Brendan, I rang kbc 10-11 days ago and they told me over the phone my account is not impacted. I asked them that day for it in writing and I also emailed them the same. Why in your expertise are they not sending out written clarification to us on this subject?....or are they just trying to ignore us. I have not received any rational answers and neither as anyone else.


----------



## Daisy duke (12 Feb 2018)

Hi @Jazzer1, did KBC ever send you this confirmation in writing. I have been trying to get the same from them for over a week now without success!


----------



## Jazzer1 (12 Feb 2018)

Daisy duke said:


> Hi @Jazzer1, did KBC ever send you this confirmation in writing.

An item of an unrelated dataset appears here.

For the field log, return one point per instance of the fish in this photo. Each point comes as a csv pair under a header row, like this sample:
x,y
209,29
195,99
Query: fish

I have been trying to get the same from them for over a week now without success!


Hi Daisy duke, I have received nothing from kbc since Dec. They have not written to me formally to say I'm not impacted. I rang today and they told me my application was 9 working  days over in Feb 08. Just another excuse.


----------



## Missladycakes (18 Jul 2019)

Any update for those who choice to go to court with the tracker issues?


----------



## TomR81 (29 Sep 2020)

I am in the same boat as you Brendan. 
I have written to KBC regarding "c. 650 PDH (Private Dwelling Home) mortgage accounts are now also identified as impacted. These related to new mortgage applications in the period November 2006 to February 2008 ". I was told I did not meet all criteria and fobbed off. I forwarded their reply to padraig kissane but haven't had a reply. Have you heard anything regarding your case?


----------